# Exploratory Data Analysis - IMDb Movie Reviews Sentiment Analysis
## Introduction
This notebook presents an **exploratory data analysis (EDA)** of the IMDb Movie Reviews dataset from Kaggle, as a part of a personal natural language processing project. The goal of this analysis is to perform sentiment classification on movie reviews.

**Dataset:** IMDB Dataset of 50K Movie Reviews (Kaggle)

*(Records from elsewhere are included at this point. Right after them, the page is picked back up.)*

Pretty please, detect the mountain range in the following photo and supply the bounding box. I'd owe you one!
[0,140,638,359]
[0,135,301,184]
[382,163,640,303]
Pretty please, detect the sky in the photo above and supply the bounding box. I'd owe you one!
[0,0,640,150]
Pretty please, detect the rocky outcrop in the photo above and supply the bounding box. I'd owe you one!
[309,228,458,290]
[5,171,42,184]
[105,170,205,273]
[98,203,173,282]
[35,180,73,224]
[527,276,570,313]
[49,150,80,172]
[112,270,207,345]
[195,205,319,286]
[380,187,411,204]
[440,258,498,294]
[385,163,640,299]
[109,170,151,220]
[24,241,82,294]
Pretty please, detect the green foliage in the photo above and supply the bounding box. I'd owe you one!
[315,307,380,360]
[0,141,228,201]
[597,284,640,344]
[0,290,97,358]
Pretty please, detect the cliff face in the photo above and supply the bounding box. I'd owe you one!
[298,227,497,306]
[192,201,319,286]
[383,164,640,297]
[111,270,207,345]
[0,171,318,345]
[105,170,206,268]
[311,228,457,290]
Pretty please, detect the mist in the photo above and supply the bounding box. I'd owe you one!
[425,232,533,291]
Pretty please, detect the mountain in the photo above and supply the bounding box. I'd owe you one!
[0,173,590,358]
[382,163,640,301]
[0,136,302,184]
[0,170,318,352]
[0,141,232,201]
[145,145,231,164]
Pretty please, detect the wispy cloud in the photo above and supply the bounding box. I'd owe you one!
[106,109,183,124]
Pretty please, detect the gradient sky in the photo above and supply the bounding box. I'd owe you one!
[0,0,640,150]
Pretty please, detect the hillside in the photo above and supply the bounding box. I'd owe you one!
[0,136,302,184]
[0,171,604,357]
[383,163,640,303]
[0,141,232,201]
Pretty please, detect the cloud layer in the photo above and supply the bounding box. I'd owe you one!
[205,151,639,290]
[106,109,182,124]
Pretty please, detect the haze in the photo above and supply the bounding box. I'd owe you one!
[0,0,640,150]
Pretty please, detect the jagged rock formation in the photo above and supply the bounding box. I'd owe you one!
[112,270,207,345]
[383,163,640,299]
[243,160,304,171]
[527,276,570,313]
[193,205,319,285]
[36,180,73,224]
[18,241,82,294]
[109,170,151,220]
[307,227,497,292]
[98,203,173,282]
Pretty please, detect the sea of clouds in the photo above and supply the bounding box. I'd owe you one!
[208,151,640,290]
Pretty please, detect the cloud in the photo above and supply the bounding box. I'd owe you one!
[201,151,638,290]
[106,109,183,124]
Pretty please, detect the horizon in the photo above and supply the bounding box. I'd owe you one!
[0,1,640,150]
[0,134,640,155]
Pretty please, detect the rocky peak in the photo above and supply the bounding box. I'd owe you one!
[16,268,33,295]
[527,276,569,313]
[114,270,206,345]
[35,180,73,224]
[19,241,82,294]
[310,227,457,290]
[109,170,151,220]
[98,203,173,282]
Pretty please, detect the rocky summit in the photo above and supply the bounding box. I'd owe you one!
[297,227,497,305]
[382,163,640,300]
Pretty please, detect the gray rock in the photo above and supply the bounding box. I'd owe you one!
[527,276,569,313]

**Objective:** Explore and visualize the dataset to gain insights and guide further text preprocessing and modeling

**Author:** NGUYEN Ngoc Dang Nguyen - Final-year Student in Computer Science, Aix-Marseille University

**Analysis Pipeline:**
1. Load and preview the raw dataset
2. Dataset overview and basic statistics
3. Sentiment distribution analysis
4. Text length and word count analysis
5. Most frequent words analysis
6. Text quality and content inspection

## 1. Load Libraries and Data

In [None]:
# Import libraries
import pandas as pd
import numpy as np
import matplotlib.pyplot as plt
import seaborn as sns
import plotly.express as px
import plotly.graph_objects as go
from plotly.subplots import make_subplots
import plotly.subplots as sp
import re
from collections import Counter
from bs4 import BeautifulSoup
from wordcloud import WordCloud

# Text processing
import nltk
from nltk.corpus import stopwords
from nltk.tokenize import word_tokenize

# Download required NLTK data
nltk.download('stopwords', quiet=True)
nltk.download('punkt', quiet=True)

import sys
import os
sys.path.append('../src')

# Import constants from config
from config import *

print("Libraries imported successfully!")
print(f"Data will be loaded from: {DATA_PATH}")

## 2. Load Dataset

In [None]:
# Load the IMDb dataset
df = pd.read_csv(DATA_PATH)

print("Dataset loaded successfully!")
print(f"Dataset shape: {df.shape}")
print(f"\nFirst 5 rows:")
print(df.head())

print(f"\nDataset info:")
print(df.info())

print(f"\nColumn names: {df.columns.tolist()}")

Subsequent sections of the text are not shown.